Frau Ernst berichtete ebenfalls über Erkrankungen unter den Flüchtlingen, die uns eigentlich mittlerweile fremd sind. Leider gibt es in der Ukraine Fälle von TBC und Polio. Sie steht daher in engem Austausch mit dem Gesundheitsministerium und hat mir zugesagt, dass es keinen Schulbesuch ohne eine vorher erfolgte Untersuchung der Kinder geben wird. Frau Ernst kann daher noch keinerlei Prognosen zur Anzahl der schulpflichtigen Kinder machen.
13.03.2022

Projekt #KiTaPaten startet

Am heutigen Montag startet der KiTa-Elternbeirat das Projekt #KiTaPaten, bei dem sich lokale Familien mit Kindern im KiTa- oder Hort-Alter und geflüchtete Familien mit Kindern gleichen Alter miteinander verknüpfen können. Vom gemeinsamen Spielplatzbesuch über Unternehmungen in Potsdam bis hin zur Unterstützung bei Behördengängen oder Erledigungen kann die Vernetzung reichen – je nachdem, was die Pat*innen leisten können und was die Geflüchteten annehmen wollen.

In einem ersten Schritt suchen wir lokale Familien mit KiTa- oder Hort-Kindern, die sich für die „Patenschaft“ einer geflüchteten Familie interessieren. Wir sammeln Anmeldungen, sortieren sie nach Stadtteil und Altersgruppen und bauen Kontakte zu den Trägern auf, die die ankommenden Geflüchteten betreuen. In einigen Tagen bzw. Wochen wollen wir dann lokale und geflüchtete Familien mit Kindern im KiTa- bzw. Hort-Alter zusammenbringen.

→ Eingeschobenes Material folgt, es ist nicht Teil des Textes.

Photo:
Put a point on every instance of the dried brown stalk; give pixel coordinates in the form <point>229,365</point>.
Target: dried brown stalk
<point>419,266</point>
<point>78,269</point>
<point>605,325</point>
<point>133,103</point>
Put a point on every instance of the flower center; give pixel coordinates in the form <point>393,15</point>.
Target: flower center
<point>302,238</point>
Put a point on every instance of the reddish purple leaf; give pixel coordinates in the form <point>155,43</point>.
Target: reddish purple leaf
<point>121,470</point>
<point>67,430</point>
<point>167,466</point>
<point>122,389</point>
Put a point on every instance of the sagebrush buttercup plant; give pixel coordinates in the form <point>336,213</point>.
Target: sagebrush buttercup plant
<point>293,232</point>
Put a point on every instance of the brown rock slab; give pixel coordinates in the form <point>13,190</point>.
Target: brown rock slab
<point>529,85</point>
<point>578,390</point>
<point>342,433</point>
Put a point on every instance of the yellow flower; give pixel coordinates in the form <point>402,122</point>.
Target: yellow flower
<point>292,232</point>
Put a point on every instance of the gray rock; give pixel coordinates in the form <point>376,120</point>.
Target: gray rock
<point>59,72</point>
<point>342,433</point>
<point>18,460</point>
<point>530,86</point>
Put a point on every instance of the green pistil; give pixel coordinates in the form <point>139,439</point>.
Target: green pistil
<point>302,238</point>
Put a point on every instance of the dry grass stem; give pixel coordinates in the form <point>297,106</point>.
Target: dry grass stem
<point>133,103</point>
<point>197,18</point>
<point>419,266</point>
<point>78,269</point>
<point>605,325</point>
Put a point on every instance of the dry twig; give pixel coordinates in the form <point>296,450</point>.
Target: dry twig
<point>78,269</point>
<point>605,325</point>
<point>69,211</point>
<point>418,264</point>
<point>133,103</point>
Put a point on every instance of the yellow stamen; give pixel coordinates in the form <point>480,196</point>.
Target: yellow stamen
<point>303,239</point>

Wir möchten die Kinder und Familien möglichst unterbringungsnah miteinander verknüpfen, so dass ein regelmäßiger Austausch im direkten Umfeld stattfinden kann. Mittelfristiges Ziel ist es, Patenschaften innerhalb der gleichen Kita bzw. der gleichen Schule zu finden, um Flüchtlingsfamilien dort ganz besonderen Halt zu geben und den Kindern das Ankommen in der fremden Umgebung möglichst angenehm zu gestalten.

Interessierte Familien können sich ab sofort hier registrieren:
https://kitapaten.de/

Der KiTa-Elternbeirat sucht weitere engagierte Partner*innen, die z.B. bei Kommunikation und Vernetzung sowie ggf. bei logistischen Herausforderungen und der Schaffung von Angeboten unterstützen können. Auch benötigen wir Unterstützung u.a. bei der Begleitung und „Schulung“ der Paten-Familien und bei der Organisation der Kontaktaufnahme zu den geflüchteten Familien.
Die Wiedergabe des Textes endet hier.